More Reading, More Cynicism


I’ve been taking the train into the city to my company’s alternate set of offices one day a week for the past month or so, and The hour ride each way has given me back time to leisure read.  I love to read, but am usually too busy or to tired during the week to read at night.  I’ve read two books in the past few weeks.  The first was The Center Cannot Hold: My Journey Through Madness by Elyn Saks, a law professor’s memoir of living through the onset and treatment of schizophrenia.  The second was Shut Up About Your Perfect Kid, a humorous book by Gina Gallagher and Patricia Konjoian, two sisters raising “imperfect” kids with Asperger’s and Bipolar Disorder respectively.

Ms.
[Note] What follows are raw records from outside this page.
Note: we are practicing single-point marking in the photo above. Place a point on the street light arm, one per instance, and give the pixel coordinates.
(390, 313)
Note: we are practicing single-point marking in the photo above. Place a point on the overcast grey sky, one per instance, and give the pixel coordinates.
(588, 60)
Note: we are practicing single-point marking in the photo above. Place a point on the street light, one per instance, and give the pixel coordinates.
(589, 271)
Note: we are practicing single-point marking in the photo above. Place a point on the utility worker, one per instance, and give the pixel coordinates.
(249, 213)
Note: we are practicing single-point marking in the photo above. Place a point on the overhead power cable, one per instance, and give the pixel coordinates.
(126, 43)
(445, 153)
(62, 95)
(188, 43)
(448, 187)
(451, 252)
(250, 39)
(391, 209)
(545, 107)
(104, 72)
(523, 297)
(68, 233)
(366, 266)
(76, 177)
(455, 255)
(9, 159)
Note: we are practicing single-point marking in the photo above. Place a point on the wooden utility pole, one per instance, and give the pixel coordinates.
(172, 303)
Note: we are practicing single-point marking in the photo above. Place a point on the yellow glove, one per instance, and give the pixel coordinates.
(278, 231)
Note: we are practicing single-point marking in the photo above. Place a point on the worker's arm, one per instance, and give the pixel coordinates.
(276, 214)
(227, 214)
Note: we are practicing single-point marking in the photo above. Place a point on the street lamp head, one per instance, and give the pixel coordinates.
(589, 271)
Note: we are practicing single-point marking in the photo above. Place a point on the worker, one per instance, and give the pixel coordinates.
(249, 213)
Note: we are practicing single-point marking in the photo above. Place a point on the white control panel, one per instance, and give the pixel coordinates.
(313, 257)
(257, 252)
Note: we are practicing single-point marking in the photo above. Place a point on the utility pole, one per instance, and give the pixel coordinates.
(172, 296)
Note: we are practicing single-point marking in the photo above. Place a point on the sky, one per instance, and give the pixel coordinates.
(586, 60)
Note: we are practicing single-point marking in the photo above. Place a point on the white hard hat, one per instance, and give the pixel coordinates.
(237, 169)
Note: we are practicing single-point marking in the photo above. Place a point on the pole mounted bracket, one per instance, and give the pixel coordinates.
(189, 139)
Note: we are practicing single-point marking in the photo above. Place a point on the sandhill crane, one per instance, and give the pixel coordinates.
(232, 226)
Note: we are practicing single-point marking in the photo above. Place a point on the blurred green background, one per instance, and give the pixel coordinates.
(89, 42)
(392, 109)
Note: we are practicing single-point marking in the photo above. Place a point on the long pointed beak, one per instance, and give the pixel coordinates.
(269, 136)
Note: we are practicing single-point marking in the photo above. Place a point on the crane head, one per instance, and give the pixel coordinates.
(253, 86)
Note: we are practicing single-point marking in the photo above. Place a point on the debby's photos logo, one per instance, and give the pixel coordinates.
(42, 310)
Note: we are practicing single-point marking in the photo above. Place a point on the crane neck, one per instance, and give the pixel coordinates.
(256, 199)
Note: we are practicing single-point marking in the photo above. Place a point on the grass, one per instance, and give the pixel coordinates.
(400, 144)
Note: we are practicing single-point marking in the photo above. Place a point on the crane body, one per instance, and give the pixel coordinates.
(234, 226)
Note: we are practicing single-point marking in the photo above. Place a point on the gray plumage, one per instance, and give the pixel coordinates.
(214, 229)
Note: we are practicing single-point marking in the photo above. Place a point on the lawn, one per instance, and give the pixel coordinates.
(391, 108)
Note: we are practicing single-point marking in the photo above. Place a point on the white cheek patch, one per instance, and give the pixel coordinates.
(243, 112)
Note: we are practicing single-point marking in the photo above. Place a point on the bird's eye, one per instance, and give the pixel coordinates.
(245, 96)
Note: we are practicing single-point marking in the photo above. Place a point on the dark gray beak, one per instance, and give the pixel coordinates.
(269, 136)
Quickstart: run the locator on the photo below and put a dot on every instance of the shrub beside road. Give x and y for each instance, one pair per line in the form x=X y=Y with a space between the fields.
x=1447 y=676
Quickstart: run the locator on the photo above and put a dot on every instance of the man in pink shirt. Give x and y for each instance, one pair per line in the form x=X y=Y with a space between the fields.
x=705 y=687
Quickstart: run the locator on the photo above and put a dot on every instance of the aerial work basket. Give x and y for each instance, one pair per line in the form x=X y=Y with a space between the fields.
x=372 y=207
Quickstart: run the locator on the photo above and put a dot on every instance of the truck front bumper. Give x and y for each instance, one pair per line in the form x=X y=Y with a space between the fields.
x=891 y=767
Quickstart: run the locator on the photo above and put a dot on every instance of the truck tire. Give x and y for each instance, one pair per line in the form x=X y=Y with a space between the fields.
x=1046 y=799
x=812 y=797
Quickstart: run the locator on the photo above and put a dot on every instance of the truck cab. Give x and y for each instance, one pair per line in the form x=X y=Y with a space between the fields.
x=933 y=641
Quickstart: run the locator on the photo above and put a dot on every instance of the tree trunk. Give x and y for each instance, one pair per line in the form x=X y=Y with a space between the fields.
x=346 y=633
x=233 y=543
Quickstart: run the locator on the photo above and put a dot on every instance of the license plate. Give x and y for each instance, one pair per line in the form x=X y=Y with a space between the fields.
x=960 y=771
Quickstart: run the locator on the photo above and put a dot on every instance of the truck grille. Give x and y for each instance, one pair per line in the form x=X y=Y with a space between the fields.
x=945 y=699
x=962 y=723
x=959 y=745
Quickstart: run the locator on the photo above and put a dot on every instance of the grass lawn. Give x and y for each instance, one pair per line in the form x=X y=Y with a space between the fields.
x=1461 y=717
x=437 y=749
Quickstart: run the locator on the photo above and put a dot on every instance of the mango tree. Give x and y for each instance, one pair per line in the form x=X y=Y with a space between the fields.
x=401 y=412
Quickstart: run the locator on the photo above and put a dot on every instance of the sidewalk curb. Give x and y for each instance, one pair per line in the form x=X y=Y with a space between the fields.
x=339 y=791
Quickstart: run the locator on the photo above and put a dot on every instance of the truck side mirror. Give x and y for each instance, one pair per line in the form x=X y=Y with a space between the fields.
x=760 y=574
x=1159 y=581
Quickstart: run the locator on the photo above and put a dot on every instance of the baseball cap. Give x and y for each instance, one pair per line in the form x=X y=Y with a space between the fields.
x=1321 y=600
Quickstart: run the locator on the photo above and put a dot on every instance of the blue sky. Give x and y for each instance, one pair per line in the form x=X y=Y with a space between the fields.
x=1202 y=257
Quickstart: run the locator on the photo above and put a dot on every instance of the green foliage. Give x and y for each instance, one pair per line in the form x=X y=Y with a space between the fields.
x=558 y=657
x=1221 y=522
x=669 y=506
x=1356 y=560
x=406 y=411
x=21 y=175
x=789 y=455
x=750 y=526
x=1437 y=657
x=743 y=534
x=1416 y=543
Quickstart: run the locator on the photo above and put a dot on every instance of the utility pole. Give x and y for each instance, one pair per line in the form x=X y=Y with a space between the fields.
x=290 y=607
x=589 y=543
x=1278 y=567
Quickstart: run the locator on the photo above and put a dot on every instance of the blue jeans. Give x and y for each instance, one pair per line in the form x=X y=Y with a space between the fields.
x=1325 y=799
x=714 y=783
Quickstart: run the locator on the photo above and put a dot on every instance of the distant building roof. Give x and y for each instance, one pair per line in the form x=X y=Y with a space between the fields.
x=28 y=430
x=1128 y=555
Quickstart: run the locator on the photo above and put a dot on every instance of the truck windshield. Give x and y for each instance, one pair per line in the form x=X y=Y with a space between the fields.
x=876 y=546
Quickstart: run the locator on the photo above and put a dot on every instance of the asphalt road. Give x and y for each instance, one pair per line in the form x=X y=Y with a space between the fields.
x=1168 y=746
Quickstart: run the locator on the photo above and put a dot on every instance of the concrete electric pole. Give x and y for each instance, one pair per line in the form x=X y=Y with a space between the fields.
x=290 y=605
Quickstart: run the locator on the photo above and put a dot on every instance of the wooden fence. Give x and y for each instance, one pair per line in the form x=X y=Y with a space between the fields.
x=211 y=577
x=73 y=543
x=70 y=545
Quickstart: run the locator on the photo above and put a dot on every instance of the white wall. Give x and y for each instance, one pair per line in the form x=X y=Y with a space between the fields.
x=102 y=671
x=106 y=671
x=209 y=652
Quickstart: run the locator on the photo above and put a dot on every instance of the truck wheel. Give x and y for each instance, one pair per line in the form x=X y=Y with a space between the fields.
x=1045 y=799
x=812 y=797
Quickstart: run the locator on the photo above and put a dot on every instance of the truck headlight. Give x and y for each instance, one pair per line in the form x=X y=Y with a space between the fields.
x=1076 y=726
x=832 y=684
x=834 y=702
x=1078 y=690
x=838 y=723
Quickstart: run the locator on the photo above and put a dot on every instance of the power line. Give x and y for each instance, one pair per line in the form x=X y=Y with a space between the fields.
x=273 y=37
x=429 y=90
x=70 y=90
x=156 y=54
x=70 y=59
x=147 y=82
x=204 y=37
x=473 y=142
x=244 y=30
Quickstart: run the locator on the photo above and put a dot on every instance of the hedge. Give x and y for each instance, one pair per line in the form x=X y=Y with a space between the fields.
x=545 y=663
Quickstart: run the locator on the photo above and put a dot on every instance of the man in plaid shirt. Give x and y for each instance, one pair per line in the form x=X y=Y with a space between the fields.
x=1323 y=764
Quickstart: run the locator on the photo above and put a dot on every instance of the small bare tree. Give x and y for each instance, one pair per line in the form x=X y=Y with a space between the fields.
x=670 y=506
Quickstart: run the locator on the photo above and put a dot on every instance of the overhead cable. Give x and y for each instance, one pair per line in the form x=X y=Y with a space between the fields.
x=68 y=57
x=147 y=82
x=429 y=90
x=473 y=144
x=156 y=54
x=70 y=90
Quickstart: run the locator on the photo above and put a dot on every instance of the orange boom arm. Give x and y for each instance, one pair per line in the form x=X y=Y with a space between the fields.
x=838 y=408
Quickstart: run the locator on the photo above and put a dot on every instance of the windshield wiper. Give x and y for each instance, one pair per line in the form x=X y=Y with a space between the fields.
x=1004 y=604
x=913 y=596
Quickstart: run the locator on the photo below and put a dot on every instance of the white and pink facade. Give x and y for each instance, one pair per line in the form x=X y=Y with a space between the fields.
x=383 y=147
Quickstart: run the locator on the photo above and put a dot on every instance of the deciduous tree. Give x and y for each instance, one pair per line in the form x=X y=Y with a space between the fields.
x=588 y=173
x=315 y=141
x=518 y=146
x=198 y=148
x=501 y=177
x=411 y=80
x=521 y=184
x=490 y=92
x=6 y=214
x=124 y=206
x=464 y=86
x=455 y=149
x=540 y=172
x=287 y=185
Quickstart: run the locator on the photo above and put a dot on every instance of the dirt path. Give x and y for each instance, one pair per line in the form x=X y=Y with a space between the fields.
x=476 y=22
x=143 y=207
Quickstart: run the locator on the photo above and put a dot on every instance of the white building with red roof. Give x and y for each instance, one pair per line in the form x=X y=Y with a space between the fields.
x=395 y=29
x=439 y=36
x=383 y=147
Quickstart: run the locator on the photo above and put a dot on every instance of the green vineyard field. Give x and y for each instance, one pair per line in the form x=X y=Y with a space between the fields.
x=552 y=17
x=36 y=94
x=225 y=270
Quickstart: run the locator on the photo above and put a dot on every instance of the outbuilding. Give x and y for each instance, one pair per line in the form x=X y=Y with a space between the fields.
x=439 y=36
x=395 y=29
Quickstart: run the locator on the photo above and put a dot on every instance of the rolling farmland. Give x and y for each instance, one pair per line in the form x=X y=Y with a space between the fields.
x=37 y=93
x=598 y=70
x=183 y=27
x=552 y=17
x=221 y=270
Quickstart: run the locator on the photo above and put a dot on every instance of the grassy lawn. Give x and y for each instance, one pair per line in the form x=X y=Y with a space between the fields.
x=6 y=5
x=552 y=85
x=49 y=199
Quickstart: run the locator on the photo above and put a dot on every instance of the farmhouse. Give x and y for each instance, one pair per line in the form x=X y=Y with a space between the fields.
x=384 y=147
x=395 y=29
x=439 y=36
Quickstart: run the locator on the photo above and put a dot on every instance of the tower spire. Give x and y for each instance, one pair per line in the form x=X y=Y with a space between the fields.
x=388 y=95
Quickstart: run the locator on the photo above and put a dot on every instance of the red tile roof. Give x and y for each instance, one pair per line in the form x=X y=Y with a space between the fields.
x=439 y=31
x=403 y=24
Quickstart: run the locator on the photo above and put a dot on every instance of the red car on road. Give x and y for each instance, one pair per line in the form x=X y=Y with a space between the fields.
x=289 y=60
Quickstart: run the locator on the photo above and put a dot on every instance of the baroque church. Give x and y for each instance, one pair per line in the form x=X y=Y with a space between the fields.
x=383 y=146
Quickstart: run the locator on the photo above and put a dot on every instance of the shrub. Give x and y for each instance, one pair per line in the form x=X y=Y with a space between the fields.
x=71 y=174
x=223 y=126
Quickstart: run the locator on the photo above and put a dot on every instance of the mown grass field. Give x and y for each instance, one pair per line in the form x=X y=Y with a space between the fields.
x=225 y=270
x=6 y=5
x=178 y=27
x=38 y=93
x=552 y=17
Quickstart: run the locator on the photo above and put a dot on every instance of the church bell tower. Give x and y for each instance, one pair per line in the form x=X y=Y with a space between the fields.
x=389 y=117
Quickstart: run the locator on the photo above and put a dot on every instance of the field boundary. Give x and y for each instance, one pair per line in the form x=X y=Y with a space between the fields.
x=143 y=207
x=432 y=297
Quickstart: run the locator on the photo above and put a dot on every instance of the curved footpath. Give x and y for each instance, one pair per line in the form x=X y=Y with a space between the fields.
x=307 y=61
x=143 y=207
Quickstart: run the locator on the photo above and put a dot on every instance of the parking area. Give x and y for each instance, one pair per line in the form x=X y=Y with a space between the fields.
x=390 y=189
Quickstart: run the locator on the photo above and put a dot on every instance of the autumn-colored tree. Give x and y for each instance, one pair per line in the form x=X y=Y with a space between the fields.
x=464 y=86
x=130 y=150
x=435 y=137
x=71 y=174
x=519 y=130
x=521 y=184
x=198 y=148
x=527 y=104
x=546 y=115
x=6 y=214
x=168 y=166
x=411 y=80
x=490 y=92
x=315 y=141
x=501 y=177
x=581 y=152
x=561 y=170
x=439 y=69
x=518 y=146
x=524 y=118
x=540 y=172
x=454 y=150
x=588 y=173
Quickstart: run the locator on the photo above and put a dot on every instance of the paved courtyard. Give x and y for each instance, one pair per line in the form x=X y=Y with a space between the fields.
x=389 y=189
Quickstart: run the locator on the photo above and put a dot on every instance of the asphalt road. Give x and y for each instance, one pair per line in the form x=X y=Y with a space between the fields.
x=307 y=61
Saks book was terrifying, in a few ways.  One, she talks about having symptoms of anxiety and “flashes” of psychosis back to the age of 8, anorexia as a young teen, and experimentation with and treatment for use of street drugs in high school, but doesn’t feel her issues really started until she was in college.  Two, she describes psychiatric hospitals as either being largely places to be babysat, or sadistic torture chambers.  We’ve seen our share of sub-par hospitals, to be sure, and her story spans several decades, but there’s no way anyone who truly needs the intense treatment hospitalization can provide would never consider it after her descriptions.  Third, she spends the bulk of the last third of the book trying to get OFF meds, only to fall back into full-blown psychosis every single time.  Sure, there’s lip service near the end about how she’s dependent on meds and how they keep her psychosis at bay, but 60+ pages about how taking meds makes her a “failure” vs 2 about how she learned she needs to stay on meds is, in my opinion, a bit irresponsible.  Plus, as she points out in just one sentence in her book, she’s an anomaly in that she has a very high level of intellect and was able to not only get her bachelor’s degree, but a master’s degree at Oxford, and a law degree at Yale – really, really, really unusual for someone with the level of psychosis she describes in her book.  Her book depressed me, instead of giving me hope.

Shut Up was the complete opposite.  Hardly terrifying, it’s laced with humorous quips and one-liners about dealing with “the system,” the neighborhood, and schools, doctors, and other “professionals” when raising an “imperfect” child.  I enjoyed the humor of it. but, frankly, without the humor of it it would be pretty useless to me.  The advice the sisters share about IEP meetings, doctors, therapists, and self-care are so incredibly entry-level basic that I feel safe in saying that the parents reading their book already know all of the how-to content backwards and forwards.  I would have enjoyed the book more if it was all Erma Bombeck.  I could get the rest of the content on Wrightslaw, CABF, and Autism Speaks websites.

So, now I’m cranky and cynical, and that wasn’t what I hoped my recreational reading would provide.  According to my August reading, Tim will only be able to have some assemblage of a normal life if he’s a super genius.  There’s no new advice or resources out there for parents like me.  Psychosis comorbid with some other type of learning or developmental disorder is common, but sentences us to a life of caring for a child forever, without any type of independence. Even in Gina and Patty’s book, their daughters are graduating high school at 18 and considering colleges.  I don’t mean to play the, “my kid’s more of a severe headcase than yours,” card, but it makes me think there might be a market for a book entitled, “Shut Up About Your Only Partially Damaged Kid.”